Class DFRSimilarityFactory


  • public class DFRSimilarityFactory
    extends SimilarityFactory
    Factory for DFRSimilarity

    You must specify the implementations for all three components of DFR (strings). In general the models are parameter-free, but two of the normalizations take floating point parameters (see below):

    1. basicModel: Basic model of information content:
      • G: Geometric approximation of Bose-Einstein
      • I(n): Inverse document frequency
      • I(ne): Inverse expected document frequency [mixture of Poisson and IDF]
      • I(F): Inverse term frequency [approximation of I(ne)]
    2. afterEffect: First normalization of information gain:
      • L: Laplace's law of succession
      • B: Ratio of two Bernoulli processes
    3. normalization: Second (length) normalization:
      • H1: Uniform distribution of term frequency
        • parameter c (float): hyper-parameter that controls the term frequency normalization with respect to the document length.

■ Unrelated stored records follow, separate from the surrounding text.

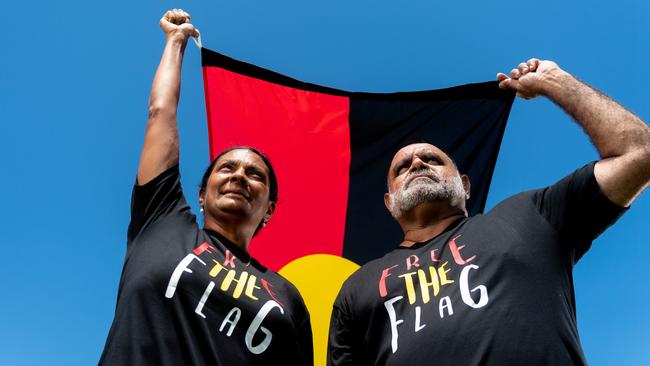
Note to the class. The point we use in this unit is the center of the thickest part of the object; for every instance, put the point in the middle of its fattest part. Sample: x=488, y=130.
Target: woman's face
x=238, y=189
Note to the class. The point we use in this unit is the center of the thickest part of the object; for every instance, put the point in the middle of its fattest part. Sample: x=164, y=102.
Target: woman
x=195, y=296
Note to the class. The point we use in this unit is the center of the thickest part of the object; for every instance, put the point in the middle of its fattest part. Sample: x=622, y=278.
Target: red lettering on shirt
x=230, y=259
x=382, y=281
x=205, y=247
x=455, y=251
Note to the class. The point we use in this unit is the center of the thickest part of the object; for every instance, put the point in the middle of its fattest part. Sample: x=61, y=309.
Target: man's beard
x=424, y=190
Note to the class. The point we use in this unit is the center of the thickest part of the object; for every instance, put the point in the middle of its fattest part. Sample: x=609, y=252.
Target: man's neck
x=234, y=233
x=424, y=223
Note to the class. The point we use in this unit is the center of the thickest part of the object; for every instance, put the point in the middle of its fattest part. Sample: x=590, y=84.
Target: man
x=492, y=289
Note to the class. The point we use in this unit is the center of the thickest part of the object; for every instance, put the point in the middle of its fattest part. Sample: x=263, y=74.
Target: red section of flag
x=307, y=137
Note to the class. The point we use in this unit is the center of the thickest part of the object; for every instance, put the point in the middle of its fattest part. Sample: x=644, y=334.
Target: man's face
x=422, y=173
x=238, y=187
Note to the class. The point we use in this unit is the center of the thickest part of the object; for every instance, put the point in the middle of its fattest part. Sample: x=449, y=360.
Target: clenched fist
x=176, y=23
x=531, y=78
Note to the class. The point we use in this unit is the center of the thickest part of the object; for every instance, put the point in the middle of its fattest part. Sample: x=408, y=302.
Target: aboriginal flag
x=331, y=150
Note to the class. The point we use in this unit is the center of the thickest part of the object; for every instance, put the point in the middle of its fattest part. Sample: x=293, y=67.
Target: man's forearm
x=165, y=90
x=613, y=130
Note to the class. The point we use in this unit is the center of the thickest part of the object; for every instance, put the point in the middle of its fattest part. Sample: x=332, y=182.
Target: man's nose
x=238, y=175
x=416, y=164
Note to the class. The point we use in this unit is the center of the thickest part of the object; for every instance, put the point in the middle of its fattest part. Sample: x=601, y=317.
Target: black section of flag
x=467, y=122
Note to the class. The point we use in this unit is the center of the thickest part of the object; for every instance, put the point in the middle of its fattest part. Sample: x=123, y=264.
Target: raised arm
x=621, y=138
x=160, y=150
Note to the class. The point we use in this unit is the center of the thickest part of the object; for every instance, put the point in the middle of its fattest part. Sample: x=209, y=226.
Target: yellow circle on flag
x=319, y=277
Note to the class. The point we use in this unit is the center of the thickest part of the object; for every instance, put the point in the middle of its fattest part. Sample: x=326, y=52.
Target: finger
x=532, y=64
x=501, y=76
x=523, y=68
x=515, y=74
x=508, y=84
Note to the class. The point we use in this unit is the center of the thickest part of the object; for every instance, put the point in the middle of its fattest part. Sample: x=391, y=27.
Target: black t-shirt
x=187, y=296
x=493, y=289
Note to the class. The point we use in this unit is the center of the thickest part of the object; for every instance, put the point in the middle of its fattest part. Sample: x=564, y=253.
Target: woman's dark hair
x=273, y=180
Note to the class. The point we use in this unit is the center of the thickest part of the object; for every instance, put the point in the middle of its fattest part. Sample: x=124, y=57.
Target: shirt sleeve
x=305, y=341
x=158, y=198
x=577, y=209
x=340, y=348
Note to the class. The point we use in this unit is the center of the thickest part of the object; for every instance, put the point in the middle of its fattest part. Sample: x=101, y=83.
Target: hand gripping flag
x=331, y=150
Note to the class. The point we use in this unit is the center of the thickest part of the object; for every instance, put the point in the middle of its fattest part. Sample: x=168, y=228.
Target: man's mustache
x=420, y=173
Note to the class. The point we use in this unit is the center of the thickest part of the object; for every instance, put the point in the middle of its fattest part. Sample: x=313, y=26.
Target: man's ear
x=269, y=212
x=201, y=197
x=466, y=184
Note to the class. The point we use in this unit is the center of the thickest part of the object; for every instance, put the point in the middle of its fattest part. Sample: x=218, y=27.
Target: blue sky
x=74, y=84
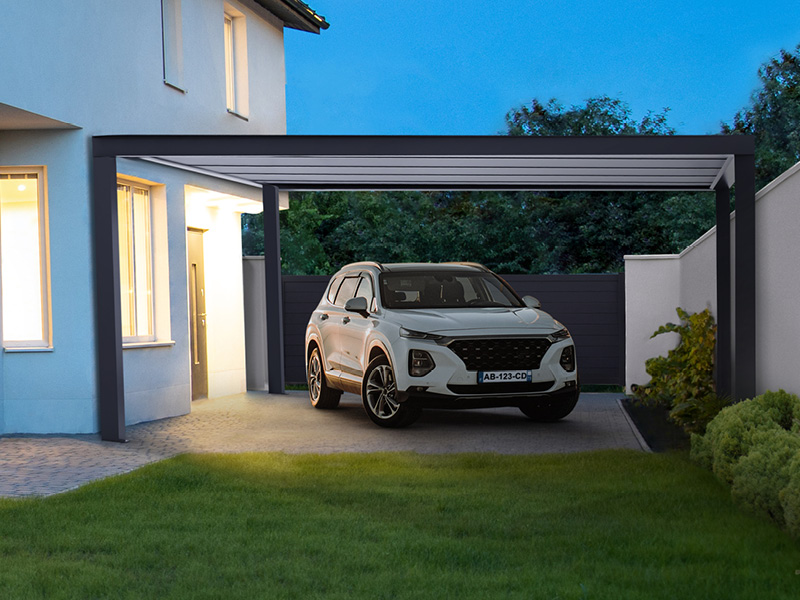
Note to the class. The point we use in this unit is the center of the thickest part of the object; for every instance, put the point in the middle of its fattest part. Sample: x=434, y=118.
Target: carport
x=624, y=163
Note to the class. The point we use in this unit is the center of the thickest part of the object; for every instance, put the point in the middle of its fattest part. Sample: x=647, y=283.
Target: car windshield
x=445, y=289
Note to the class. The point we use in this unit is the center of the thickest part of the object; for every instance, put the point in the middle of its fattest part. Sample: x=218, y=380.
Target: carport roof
x=693, y=163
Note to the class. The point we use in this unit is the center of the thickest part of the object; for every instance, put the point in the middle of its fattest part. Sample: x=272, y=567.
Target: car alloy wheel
x=379, y=394
x=381, y=391
x=320, y=394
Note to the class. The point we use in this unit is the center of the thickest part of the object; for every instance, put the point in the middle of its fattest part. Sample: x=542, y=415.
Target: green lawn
x=614, y=524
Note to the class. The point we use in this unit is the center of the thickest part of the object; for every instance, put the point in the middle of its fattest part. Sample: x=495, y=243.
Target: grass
x=613, y=524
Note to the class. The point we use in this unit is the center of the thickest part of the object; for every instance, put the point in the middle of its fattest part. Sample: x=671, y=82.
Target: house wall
x=690, y=280
x=54, y=391
x=98, y=65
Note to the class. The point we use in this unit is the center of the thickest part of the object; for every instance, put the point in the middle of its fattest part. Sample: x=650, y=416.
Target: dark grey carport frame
x=320, y=160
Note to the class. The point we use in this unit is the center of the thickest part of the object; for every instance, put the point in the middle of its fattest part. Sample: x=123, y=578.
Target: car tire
x=550, y=410
x=379, y=396
x=321, y=394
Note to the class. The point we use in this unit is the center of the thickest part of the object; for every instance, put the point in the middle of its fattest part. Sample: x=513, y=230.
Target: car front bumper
x=452, y=384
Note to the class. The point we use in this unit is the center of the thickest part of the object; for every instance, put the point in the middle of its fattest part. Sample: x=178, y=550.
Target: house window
x=24, y=258
x=236, y=85
x=135, y=262
x=172, y=37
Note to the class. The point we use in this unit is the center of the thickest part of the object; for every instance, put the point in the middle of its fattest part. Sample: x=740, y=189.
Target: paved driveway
x=259, y=422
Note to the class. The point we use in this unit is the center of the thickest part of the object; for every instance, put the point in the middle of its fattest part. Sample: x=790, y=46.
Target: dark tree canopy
x=600, y=115
x=773, y=116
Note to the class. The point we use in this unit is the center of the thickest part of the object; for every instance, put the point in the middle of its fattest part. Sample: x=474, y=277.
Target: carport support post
x=108, y=321
x=724, y=323
x=274, y=288
x=744, y=360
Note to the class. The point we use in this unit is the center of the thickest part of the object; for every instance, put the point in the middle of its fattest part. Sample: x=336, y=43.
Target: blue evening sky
x=456, y=67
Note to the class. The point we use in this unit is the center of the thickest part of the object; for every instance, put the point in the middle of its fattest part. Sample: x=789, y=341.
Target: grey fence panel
x=591, y=306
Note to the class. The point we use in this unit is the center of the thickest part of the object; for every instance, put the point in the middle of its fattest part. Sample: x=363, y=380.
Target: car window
x=442, y=289
x=346, y=290
x=334, y=288
x=365, y=289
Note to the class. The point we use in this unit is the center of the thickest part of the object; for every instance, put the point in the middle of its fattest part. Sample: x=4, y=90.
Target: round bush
x=730, y=434
x=761, y=475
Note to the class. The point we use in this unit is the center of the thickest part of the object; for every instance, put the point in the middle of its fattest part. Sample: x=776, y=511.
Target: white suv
x=450, y=335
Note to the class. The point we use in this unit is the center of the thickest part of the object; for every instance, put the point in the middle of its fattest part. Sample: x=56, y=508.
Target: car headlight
x=559, y=335
x=419, y=335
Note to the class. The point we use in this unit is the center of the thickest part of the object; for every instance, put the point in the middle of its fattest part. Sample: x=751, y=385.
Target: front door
x=197, y=314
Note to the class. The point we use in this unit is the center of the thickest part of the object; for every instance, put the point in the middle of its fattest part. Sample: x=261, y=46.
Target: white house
x=71, y=70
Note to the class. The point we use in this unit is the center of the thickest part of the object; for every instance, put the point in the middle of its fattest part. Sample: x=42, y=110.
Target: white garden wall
x=688, y=280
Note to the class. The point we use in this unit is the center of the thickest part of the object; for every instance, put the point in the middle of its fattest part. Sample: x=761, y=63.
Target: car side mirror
x=357, y=305
x=531, y=302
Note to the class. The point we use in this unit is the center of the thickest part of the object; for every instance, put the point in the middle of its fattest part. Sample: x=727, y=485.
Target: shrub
x=761, y=475
x=684, y=379
x=790, y=498
x=755, y=446
x=730, y=434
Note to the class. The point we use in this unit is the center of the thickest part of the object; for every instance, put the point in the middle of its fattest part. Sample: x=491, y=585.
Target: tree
x=590, y=232
x=601, y=115
x=773, y=116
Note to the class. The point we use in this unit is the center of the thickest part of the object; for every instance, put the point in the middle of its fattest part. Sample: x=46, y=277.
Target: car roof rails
x=366, y=263
x=468, y=264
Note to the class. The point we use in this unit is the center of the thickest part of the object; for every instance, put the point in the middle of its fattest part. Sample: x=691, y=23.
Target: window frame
x=46, y=342
x=150, y=264
x=172, y=43
x=235, y=61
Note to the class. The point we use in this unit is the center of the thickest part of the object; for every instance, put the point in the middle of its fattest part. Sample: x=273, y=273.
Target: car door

The default is 1
      • H2: term frequency density inversely related to length
        • parameter c (float): hyper-parameter that controls the term frequency normalization with respect to the document length. The default is 1
      • H3: term frequency normalization provided by Dirichlet prior
        • parameter mu (float): smoothing parameter μ. The default is 800
      • Z: term frequency normalization provided by a Zipfian relation
        • parameter z (float): represents A/(A+1) where A measures the specificity of the language. The default is 0.3
      • none: no second normalization

    Optional settings:

    • discountOverlaps (bool): Sets SimilarityBase.setDiscountOverlaps(boolean)
    WARNING: This API is experimental and might change in incompatible ways in the next release.